Learn to be sensible when you bring children into the world. Who knows, maybe eight won’t be enough.


  • Step 1: Avoid overspending at holidays and for birthdays. They don’t need and usually don’t use all the extra toys.
  • TIP: Model the same frugal habits you expect your child to understand.
  • Step 2: Save gas on family trips by using a manual transmission and cruise control. Driving less than 55 miles per hour will result in better mileage, and the kids will learn from the good example.
  • FACT: By 2007, American families on average spent $200,000 per child from birth to age 17, according to a U.S. Department of Agriculture report. That figure jumped to $291,000 for middle-income earners the next year.
  • Step 3: Save on professional daycare and babysitters by networking with friends and neighbors, or by getting help from grandparents and siblings.

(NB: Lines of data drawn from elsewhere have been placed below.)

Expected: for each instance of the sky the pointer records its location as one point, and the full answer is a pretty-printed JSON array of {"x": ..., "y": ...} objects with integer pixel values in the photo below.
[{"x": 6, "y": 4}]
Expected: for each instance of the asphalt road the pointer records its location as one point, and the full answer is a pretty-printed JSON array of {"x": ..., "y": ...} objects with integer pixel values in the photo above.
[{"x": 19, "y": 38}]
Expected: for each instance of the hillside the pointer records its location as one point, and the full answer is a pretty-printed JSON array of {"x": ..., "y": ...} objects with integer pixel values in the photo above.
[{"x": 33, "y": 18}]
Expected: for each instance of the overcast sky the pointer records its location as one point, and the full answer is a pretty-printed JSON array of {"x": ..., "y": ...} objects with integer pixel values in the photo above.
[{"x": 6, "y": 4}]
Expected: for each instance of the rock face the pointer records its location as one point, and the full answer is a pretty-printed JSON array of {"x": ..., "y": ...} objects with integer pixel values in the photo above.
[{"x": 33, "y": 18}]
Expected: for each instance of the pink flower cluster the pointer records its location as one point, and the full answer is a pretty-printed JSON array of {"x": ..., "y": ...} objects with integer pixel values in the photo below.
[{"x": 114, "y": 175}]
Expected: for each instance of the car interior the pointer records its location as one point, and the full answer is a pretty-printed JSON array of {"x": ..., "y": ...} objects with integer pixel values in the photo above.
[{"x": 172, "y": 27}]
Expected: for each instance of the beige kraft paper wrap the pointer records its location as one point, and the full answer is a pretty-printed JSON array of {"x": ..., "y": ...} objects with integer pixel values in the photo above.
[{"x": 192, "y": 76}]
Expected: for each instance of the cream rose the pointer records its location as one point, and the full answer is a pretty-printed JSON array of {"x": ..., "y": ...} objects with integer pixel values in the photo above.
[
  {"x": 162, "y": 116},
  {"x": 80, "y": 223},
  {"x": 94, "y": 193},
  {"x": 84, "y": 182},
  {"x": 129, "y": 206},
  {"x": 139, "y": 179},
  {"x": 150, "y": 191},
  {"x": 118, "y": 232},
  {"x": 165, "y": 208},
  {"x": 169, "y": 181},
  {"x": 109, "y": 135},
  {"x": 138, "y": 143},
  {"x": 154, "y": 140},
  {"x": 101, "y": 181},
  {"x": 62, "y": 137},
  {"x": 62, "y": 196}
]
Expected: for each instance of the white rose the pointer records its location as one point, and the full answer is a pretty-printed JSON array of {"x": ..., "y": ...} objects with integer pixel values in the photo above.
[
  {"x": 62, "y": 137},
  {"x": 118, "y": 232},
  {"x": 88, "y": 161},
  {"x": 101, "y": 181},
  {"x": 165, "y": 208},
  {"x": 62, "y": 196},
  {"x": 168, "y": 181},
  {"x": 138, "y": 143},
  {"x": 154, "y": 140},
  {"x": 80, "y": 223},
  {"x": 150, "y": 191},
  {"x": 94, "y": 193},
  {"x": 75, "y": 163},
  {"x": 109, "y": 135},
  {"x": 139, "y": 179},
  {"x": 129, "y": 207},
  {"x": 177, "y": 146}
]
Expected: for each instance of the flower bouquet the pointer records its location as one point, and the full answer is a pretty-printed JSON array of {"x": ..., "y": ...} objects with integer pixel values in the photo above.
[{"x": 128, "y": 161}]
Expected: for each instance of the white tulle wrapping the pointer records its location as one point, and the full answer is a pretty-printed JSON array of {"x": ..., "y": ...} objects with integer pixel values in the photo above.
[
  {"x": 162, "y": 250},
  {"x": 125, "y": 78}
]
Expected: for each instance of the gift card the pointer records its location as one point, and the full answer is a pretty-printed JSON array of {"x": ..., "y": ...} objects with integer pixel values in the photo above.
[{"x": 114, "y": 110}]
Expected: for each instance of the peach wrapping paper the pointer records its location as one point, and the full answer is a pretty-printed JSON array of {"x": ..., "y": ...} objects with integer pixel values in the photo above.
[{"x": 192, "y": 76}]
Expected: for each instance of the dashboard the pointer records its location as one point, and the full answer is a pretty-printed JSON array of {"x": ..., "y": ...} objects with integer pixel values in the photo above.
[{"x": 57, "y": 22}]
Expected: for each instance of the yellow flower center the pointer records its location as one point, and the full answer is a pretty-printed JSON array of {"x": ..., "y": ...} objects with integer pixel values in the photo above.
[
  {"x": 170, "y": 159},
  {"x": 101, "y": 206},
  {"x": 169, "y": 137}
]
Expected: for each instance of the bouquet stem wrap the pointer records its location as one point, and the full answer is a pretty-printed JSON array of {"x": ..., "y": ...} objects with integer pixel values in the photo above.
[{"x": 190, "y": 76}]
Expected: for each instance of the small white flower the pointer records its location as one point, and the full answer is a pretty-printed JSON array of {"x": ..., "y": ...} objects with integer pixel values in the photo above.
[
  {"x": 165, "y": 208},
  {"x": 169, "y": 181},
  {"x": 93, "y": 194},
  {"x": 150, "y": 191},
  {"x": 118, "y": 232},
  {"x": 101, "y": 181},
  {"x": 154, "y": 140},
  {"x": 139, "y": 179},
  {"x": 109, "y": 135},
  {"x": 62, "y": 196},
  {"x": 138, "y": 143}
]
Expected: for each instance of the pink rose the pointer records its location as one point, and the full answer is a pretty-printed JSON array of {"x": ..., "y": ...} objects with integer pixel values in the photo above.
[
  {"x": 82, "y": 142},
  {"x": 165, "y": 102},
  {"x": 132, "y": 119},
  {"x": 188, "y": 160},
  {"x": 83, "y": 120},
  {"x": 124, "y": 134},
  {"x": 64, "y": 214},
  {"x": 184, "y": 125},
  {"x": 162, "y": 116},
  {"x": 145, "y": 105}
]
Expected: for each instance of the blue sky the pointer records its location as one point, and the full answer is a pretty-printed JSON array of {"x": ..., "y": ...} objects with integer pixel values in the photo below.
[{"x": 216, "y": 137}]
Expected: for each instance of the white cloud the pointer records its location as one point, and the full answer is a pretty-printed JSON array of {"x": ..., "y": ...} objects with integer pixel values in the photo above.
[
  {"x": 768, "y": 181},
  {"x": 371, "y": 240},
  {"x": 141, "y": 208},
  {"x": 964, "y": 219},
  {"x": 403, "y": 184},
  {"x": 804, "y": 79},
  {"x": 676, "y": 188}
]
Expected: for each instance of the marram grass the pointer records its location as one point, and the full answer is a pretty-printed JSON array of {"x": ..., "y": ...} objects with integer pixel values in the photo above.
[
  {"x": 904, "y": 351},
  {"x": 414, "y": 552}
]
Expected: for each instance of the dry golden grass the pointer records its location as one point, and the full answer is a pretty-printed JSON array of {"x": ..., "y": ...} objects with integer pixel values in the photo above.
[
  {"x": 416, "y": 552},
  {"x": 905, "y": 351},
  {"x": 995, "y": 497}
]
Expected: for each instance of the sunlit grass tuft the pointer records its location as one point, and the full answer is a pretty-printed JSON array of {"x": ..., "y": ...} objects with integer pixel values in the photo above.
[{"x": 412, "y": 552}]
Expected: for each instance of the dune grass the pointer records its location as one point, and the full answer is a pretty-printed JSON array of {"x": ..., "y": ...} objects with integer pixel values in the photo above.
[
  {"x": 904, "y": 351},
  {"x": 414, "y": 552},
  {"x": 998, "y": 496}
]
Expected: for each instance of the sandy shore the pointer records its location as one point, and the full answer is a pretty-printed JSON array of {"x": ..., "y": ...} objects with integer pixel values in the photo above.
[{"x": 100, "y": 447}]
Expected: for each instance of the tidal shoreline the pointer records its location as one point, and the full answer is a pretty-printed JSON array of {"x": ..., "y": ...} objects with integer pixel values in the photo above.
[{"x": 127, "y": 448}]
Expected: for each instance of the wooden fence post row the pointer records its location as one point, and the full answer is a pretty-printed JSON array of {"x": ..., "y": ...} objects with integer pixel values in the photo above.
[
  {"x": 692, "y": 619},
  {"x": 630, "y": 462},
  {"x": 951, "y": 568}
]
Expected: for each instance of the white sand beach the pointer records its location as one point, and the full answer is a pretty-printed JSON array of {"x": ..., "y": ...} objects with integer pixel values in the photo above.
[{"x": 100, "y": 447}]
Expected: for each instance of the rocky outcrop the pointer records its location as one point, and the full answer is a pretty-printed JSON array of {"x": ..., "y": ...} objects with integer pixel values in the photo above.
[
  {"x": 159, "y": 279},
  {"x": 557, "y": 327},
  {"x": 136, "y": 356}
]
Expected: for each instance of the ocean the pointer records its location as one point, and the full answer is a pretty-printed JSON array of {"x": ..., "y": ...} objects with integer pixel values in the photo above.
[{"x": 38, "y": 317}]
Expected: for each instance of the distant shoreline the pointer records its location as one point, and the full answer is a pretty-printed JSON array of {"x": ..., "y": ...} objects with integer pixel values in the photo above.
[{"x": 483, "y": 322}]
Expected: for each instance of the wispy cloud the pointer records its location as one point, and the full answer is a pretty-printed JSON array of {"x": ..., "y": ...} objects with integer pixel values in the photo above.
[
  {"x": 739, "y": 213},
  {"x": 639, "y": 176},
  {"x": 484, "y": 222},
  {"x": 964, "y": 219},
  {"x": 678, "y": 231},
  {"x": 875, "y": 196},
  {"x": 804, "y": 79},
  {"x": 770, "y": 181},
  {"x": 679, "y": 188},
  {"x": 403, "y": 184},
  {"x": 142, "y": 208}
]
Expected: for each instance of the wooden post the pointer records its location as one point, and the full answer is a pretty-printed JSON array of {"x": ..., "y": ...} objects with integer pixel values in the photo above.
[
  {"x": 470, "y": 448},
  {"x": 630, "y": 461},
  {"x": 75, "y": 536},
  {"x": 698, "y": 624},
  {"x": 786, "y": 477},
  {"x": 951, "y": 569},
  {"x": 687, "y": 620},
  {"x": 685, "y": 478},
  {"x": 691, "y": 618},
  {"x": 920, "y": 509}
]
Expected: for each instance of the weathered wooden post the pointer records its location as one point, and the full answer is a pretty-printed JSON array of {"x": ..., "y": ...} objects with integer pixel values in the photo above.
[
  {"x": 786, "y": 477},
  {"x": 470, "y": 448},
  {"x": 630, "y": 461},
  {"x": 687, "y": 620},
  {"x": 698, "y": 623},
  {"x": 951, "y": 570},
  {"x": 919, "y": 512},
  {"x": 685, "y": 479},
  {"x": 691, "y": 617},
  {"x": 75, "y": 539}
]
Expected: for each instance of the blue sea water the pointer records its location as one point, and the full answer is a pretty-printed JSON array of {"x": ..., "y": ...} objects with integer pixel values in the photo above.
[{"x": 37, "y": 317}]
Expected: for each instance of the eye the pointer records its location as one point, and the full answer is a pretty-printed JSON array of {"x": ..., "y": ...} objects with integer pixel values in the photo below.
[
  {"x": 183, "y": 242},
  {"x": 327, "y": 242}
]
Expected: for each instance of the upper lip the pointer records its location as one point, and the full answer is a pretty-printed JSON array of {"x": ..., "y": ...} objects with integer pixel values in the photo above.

  • Step 4: Purchase pre-owned furnishings for the children’s rooms. Now that families are smaller, "almost new" cribs, strollers, and car seats abound at yard sales.
  • Step 5: Maintain a tight food budget, shopping with coupons. Look for fresh produce – the less processed food is, the less it generally costs.
  • Step 6: Use cloth diapers instead of disposables. You will save tons of cash, help the environment, and learn to control your gag reflex.
  • TIP: Anything saved can be directed to a fund for education.
  • Step 7: Use hand-me-down clothes. If they complain, tell them Superman or Hannah Montana wore them when they were little.
  • Step 8: Buy a modest home. Your kids might have to share a room, like you did, and they might not have their own TV and video complex inviting isolation, but the family will interact more.